İş dünyasında artık tüketicinin eğilimlerini ölçmek, onların isteklerine göre stratejiler üretmek şart oldu. Müşteri odaklı bakış açıları her geçen gün gelişiyor. Gelişmiş ülkelerde şirketlerin müşteri memnuniyeti ölçümleri her konu için belirleyici oluyor. Bilinçli bir tüketici kitlesi yaratıldıkça da şirketler kendine çekidüzen vermeye başladılar. Müşteri her zaman başımızın tacıydı ama artık gözbebeğimiz. Bu bütün sektörler için geçerli.
Birey olarak tüketici olarak haklarımızı mutlaka bilmeliyiz. Suistimal etmeden haklarımızı aramalıyız. Bir TV alıyoruz, servis giderken diyor ki, “Bu kutuyu lütfen 1.5 ay saklayınız.” Devasa bir kutuyu koyacak yer bulursak 45 gün saklıyoruz. Ne o şayet üründen bir şikayet olursa kutusu ile iade etmek zorundayım. Böyle bir şeyin mantığı olabilir mi? Ürün hatalı bir üretim ise ayıplı bir mal ise bana ne kutulu da olsa kutusuz da olsa üretici firma bunu geri almalı.
Sigorta sektörüne gelince ise neredeyse yüzde 100 memnuniyetle hizmet veriyor. Rakamlar yüzde 96’lık bir memnuniyet oranını ortaya koyuyor. Ama buna rağmen küçük bir kesim olsa da memnuniyetsizliğini geniş kitlelere çok daha rahat iletebiliyor.
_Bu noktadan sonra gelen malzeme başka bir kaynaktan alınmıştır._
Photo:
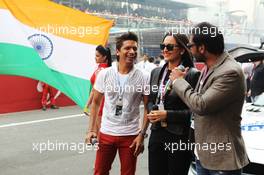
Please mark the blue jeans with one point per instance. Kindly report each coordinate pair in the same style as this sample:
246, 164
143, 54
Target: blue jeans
203, 171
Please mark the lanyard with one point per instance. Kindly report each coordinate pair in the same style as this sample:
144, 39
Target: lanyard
162, 88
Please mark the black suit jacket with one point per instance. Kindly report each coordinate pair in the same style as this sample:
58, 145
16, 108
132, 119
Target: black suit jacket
178, 114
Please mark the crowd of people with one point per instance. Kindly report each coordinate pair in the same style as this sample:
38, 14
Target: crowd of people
183, 105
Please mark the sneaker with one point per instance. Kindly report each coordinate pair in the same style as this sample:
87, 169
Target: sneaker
54, 107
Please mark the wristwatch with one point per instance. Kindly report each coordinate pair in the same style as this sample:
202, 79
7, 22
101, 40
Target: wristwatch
143, 133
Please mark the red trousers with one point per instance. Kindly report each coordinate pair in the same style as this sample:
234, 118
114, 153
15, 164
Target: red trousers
105, 155
48, 90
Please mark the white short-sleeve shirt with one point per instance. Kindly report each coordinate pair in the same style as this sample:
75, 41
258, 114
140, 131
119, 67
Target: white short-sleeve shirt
135, 85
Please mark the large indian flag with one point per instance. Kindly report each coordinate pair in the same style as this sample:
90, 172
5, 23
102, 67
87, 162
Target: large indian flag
45, 41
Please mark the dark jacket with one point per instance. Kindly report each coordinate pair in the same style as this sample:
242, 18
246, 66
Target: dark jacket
178, 114
257, 81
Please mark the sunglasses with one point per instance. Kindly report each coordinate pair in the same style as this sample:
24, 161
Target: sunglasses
190, 45
169, 47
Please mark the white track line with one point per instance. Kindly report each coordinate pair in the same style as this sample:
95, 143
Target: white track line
38, 121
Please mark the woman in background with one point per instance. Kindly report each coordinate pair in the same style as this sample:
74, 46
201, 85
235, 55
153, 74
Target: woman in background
104, 60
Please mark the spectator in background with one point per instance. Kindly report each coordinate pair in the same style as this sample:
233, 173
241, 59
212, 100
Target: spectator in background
216, 103
145, 64
103, 59
248, 70
162, 61
257, 80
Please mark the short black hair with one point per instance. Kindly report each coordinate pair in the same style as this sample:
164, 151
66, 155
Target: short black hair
126, 36
208, 35
182, 40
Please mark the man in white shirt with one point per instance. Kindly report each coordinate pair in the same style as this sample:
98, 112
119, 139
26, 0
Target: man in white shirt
123, 87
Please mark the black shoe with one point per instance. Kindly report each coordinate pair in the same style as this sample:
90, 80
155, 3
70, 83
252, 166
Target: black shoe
54, 107
44, 108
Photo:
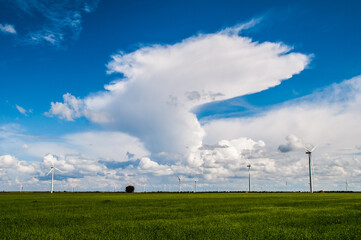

Sigorta sektörünün kamuoyunda algısı ne yazık ki olumsuz. Gelin görün ki günde milyonlarca TL tazminat ödeniyor. On binlerce kişinin mağduriyeti engelleniyor. Bir tüketicinin aracı AVM’nin -3’üncü katındaki otoparkta çiziliyor. Mevzuat açık olmadığı için sigorta şirketi hasarı ödemiyor ve 200 TL’lik bir hasar için bütün TV kanallarında; “Sigorta şirketi hasarımı ödemedi”nin haberi yapılıyor. Bu sigorta şirketine de kızmıyor değilim, öde geç kardeşim. O kadar çok suistimal var ki sigorta şirketlerine hak vermemek elde değil. Ama sektörümüzde herkes de sütten çıkmış ak kaşık değil.
Geçtiğimiz hafta manşetimizde ‘memnun bir sigortalı’ vardı. Hanımefendi, “Hep şikayet mektubu yazan ben ilk kez sigorta şirketine teşekkür mektubu yazdım” demiş. Bize çok olumlu geri dönüşler oldu. Ama bu hanımefendi şayet, “Sigorta şirketine her ay şikayet mektubu yazıyorum” deseydi akşam haber bültenlerinde mutlaka haber olurdu. Bu algı da yavaş yavaş düzelecek. Sigortacılara hak kettiği itibar verilecek. İnanıyorum.